REVIEW: Fern Hill Goes Far Too Gentle Into That Good Night

A starry production at New Jersey Rep can’t overcome the thinness of Michael Tucker’s play.


The Cast of Fern Hill at New Jersey Repertory Company.

In Michael Tucker’s Fern Hill, three couples—ages ranging from 60s to 80s—are gathered in a lovely farm house in upstate New York. Presumably, Tucker means the title to evoke Dylan Thomas’s poem of the same name, a gorgeous ode to the bucolic allure of country life, remembered from the rueful perspective of age.

Tellingly, Tucker chose Fern Hill rather than Thomas’s better known and more corrosive poem about aging, Do not go gentle into that good night, with its famously angry refrain: “Rage, rage against the dying of the light.” Indeed, the mood in Tucker’s sometimes enjoyable but underpowered piece is largely gentle, and—though peppered with the occasional expletive, craftily designed to make his refined characters seem hipper—Fern Hill is a wan, vanilla version of old age and its hazards.

Too bad, because there’s so much potential here. Though one of Fern Hill’s themes—marital infidelity—is familiar terrain in theater, two others are not. One is the sex lives of elderly people; another is how, where, and in what community we will spend our, shall we say, last act. (The Fern Hill farm takes center-stage for the latter, as the characters contemplate creating a kind of commune which will allow them the pleasure of each other’s company while making sure they’re not a burden to their children.)

I’m now 62, which makes me sort of entry-level in the world of Fern Hill—but already I know that both of these topics are very real… and—theatrically speaking, at least—under-explored. It’s brave of Tucker to make them front and center.

Alas, having put them out there, he does very little with either theme. Early on, one of the younger characters, Billy, waxes ecstatic about cooking the perfect clam sauce. As he describes each ingredient,  he seems to savor it with almost orgasmic bliss. It’s a long-ish monologue, delivered with winning charm by actor Tom McGowan—but it feels like an applause-courting set piece, rather than actual conversation. And it sets the tone for Fern Hill.

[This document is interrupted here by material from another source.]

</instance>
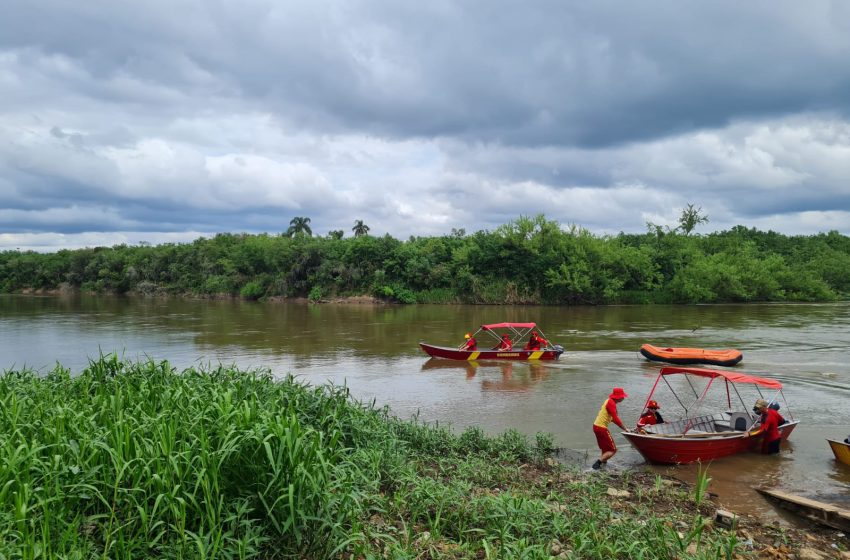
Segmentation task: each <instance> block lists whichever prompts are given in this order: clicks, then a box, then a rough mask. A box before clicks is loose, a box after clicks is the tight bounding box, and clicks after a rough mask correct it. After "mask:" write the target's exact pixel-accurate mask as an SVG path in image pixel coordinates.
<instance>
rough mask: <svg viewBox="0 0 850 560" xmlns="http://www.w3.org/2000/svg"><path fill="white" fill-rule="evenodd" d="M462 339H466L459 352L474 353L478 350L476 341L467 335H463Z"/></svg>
mask: <svg viewBox="0 0 850 560" xmlns="http://www.w3.org/2000/svg"><path fill="white" fill-rule="evenodd" d="M463 338H465V339H466V342H464V343H463V345H461V348H460V349H461V350H469V351H470V352H475V350H477V349H478V341H477V340H475V337H474V336H472V335H471V334H469V333H466V334H465V335H463Z"/></svg>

Time and again, Tucker leads us to big questions, but stops short of anything truly painful or disruptive. The members of the group are, to a person, energetic, attractive, and successful. Even the eldest of them, Vincent (played busily by John Glover)—82 and recovering from a hip replacement—endures his suffering with raucous humor (and also sports a gloriously full head of hair). Any reservations about how these people will fare financially are settled in a few sentences; the easy, unquestioning affluence of Fern Hill is stamped on every scene.

New Jersey Repertory Company’s production, directed by Nadia Tass, boasts a glossy cast of familiar actors—in addition to McGowan and Glover, they include Jill Eikenberry, Dee Hoty, Jodi Long, and David Rasche. All display a canny level of professionalism and aplomb in trying to make flesh and blood of these underwritten parts, but only Rasche, in a beautifully calibrated, quiet performance, provides a real sense of dimensionality.

Attending the show’s opening, it was striking how similar its characters are to the demographics of the show’s audience. Surely Tucker knows that regional and community theaters throughout the U. S. are themselves very much the world of people in their 60s and beyond. I can imagine Fern Hill getting multiple productions around the country.

If only there were more to the play—if Tucker, having opened the door, had actually walked through it to darker and more interesting places.